Saat dikenalkan, Ara cuma bisa bengong. Demi apapun, belum pernah dia melihat cewek semanis itu. Ara sampai menelan ludah berkali-kali. Sayangnya, mungkin memang belum jodoh sama Niki, pertemuan itu lewat begitu saja. Ara pun kembali mencari cewek yang kira-kira mau jadi pacarnya.

Setelah mencari ke sana ke mari, akhirnya Ara menemukan calon pacarnya. Mereka bertemu di Friendster. Iya, waktu itu Friendster masih merajalela, Facebook dan Twitter belum ada. Modem dan Blackberry juga belum muncul. Kalau pengin internetan, harus ke warnet.

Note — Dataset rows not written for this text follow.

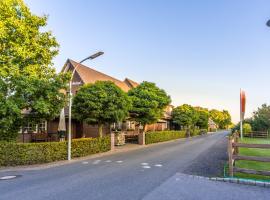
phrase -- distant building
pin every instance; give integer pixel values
(212, 126)
(84, 75)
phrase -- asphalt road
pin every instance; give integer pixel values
(130, 175)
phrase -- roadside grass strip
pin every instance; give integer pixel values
(254, 164)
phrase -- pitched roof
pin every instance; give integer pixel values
(89, 75)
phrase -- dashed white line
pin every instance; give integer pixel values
(146, 167)
(96, 162)
(144, 164)
(7, 177)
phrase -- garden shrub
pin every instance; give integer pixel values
(161, 136)
(12, 153)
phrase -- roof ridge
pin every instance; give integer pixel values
(81, 65)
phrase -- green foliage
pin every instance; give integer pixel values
(161, 136)
(27, 80)
(221, 118)
(100, 103)
(259, 121)
(185, 115)
(203, 117)
(148, 103)
(247, 128)
(12, 154)
(261, 118)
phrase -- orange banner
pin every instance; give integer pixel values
(242, 103)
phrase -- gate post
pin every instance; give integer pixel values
(112, 141)
(230, 155)
(141, 138)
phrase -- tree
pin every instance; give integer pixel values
(261, 118)
(247, 128)
(101, 103)
(221, 118)
(148, 103)
(27, 80)
(203, 117)
(216, 116)
(226, 119)
(185, 115)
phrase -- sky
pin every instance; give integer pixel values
(200, 52)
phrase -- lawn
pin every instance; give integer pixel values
(253, 164)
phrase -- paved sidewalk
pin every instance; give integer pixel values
(118, 149)
(188, 187)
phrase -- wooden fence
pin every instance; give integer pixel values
(233, 153)
(258, 134)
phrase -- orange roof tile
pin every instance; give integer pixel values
(89, 75)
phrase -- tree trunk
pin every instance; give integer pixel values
(100, 127)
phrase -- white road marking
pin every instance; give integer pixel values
(144, 164)
(7, 177)
(96, 162)
(146, 167)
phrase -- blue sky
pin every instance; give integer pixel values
(200, 52)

Nah, waktu itu malam minggu, Ara lagi asyik main Friendster di warnet. Dan secara tak sengaja, dia menemukan profil adik kelasnya waktu SMA. Namanya Bunga, cewek yang lumayan cantik, berkulit sawo matang dan rambutnya sepunggung. Masih kelas 2 SMA, beda 2 tahun sama Ara.

Iseng, Ara pun mengirim sebuah pesan melalui Friendster untuk adik kelasnya itu. Basa-basi menanyakan kabar. Dua jam di warnet, pesan itu nggak kunjung dibalas. Baru besoknya, saat ke warnet lagi, ada balasan dari Bunga yang mengatakan bahwa kabarnya baik-baik saja dan dia kangen sama Ara. Saat membaca pesan itu, hati Ara pun berbunga-bunga.

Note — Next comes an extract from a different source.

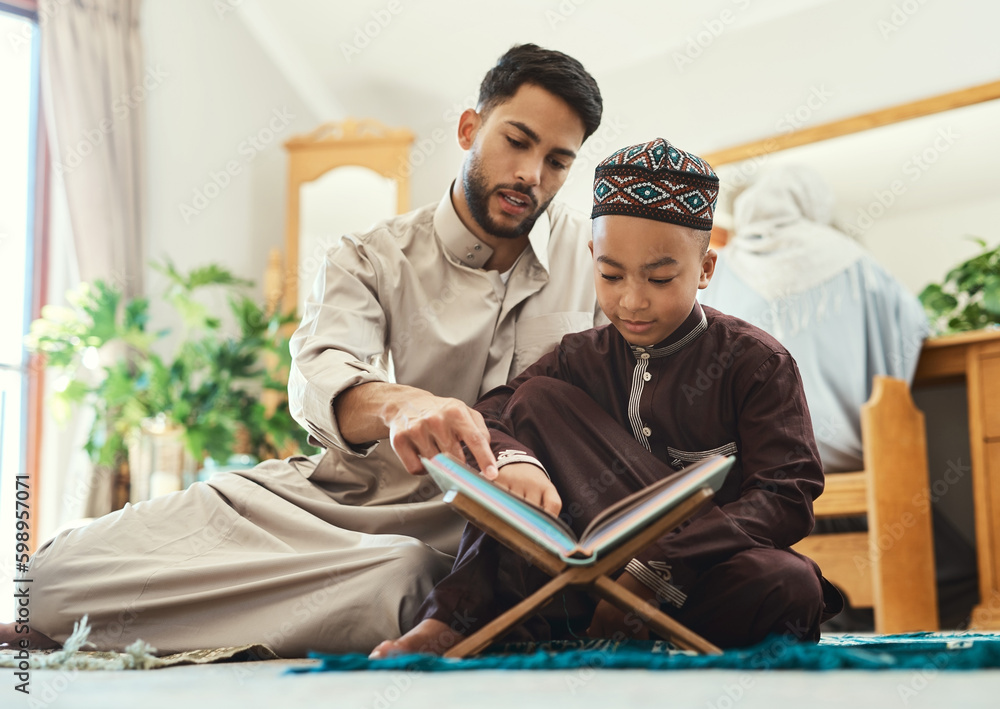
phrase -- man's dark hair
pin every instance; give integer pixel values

Setelah berkirim pesan di Friendster selama beberapa minggu, Ara dan Bunga jadi lumayan dekat. Mereka juga sudah bertukar nomor handphone dan sering SMS-an. Meskipun udah lumayan dekat, Ara dan Bunga belum bisa bertemu. Waktu itu, Ara sedang sibuk-sibuknya latihan marching band. Kebetulan marching band di kampusnya akan mewakili Bali untuk mengikuti GPMB, semacam lomba marching band tahunan di Jakarta.

Saat latihan marching band, Ara memegang alat musik perkusi, tepatnya bassdrum. Alat musik pukul yang dimainkan oleh lima orang secara bekerja sama.

Buat yang belum tau, latihan marching band itu lumayan keras. Untuk tampil selama 12 menit, latihannya bisa berbulan-bulan. Latihan keras seperti itu membuat Ara jadi stres. Capek. Apa lagi, di antara anak-anak baru, dia doang yang paling bego. Nggak pernah mengerti sama materi musik yang diberikan.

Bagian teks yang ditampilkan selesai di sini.